Porque los mejores hallazgos de “Islas perdidas” son aquellos donde Arguedas funciona como pivote para desarrollar los destinos y motivaciones de otros escritores suicidas: un ejemplo preclaro es cuando lo relaciona con Akutagawa. El nipón, ya convencido de llevar a cabo su muerte, comienza a sentir una comunión inédita con la naturaleza que le rodea, como ocurrió con el novelista de “Los ríos profundos”, quien apuntó en sus postreros diarios las exaltaciones que experimentaba con los grandes y frondosos árboles que encontraba en su camino.
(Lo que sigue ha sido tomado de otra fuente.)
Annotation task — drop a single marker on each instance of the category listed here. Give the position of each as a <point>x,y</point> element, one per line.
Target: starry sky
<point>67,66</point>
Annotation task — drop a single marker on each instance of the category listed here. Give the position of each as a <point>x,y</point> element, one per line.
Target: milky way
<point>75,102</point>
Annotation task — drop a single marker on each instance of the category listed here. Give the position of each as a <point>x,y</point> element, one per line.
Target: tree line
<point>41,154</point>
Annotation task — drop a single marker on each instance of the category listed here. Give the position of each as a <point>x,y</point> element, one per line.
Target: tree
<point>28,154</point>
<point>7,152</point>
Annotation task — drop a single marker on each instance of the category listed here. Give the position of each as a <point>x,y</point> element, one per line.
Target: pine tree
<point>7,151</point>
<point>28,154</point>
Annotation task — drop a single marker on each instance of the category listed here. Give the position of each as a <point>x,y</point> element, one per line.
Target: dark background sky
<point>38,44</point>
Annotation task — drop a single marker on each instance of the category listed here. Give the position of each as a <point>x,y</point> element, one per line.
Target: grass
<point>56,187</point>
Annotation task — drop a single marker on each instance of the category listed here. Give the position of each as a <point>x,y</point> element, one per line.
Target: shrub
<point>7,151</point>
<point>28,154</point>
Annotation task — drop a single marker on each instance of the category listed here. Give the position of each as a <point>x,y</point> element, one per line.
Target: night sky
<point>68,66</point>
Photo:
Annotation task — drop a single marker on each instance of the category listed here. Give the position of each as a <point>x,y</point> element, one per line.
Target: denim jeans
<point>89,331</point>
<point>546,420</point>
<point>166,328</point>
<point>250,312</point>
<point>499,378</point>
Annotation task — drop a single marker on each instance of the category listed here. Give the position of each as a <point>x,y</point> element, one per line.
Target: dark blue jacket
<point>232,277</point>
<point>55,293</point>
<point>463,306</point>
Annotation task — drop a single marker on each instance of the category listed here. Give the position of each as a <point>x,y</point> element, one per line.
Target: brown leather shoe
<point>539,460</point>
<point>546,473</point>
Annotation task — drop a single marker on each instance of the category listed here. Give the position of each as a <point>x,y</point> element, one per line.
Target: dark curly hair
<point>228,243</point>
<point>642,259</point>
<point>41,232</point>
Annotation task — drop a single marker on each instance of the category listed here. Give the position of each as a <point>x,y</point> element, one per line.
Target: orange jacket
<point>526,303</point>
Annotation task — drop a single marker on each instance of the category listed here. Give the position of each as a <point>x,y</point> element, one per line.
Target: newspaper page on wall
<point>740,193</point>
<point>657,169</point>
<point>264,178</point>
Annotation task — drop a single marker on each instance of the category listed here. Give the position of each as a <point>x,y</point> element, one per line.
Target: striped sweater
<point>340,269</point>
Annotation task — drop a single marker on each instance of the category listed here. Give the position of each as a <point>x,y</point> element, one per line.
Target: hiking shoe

Sin embargo, hay otros fragmentos que por sí solos sostienen las aseveraciones e incertidumbres de Valenzuela. Pienso en aquel sobre Alejandra Pizarnik, retratada como un ser que tiene miedo de lo que es y representa, que no puede dejar de odiarse, hasta que aprovecha un breve permiso en el sanatorio donde está recluida para embutirse un frasco de tranquilizantes. O el que relata las desgracias de Emilio Salgari, esquilmado por sus editores, al final atravesado por una espada en una versión idiosincrásica del seppuku japonés. O ese acerca del vulnerable John Berryman, que se arrojó del congelado puente de Minneapolis, incapaz de sobrellevar el suicidio de su padre, pese a la ingente cantidad de alcohol y drogas que consumió para resistir el día a día. “Islas perdidas” es un minucioso muestrario de hombres y mujeres brillantes que no soportaron la perspectiva de vivir como mortales. Dieron un paso adelante para librarse de esa tosca condición. Lo consiguieron: su luz, trágica, no es de este mundo. Ni de ninguno que conozcamos todavía.

Jorge Valenzuela. Islas perdidas.

Alastor, 2025. 142 pp.

Relación con el autor: conocidos.

Valoración: 3,5 estrellas de 5 posibles.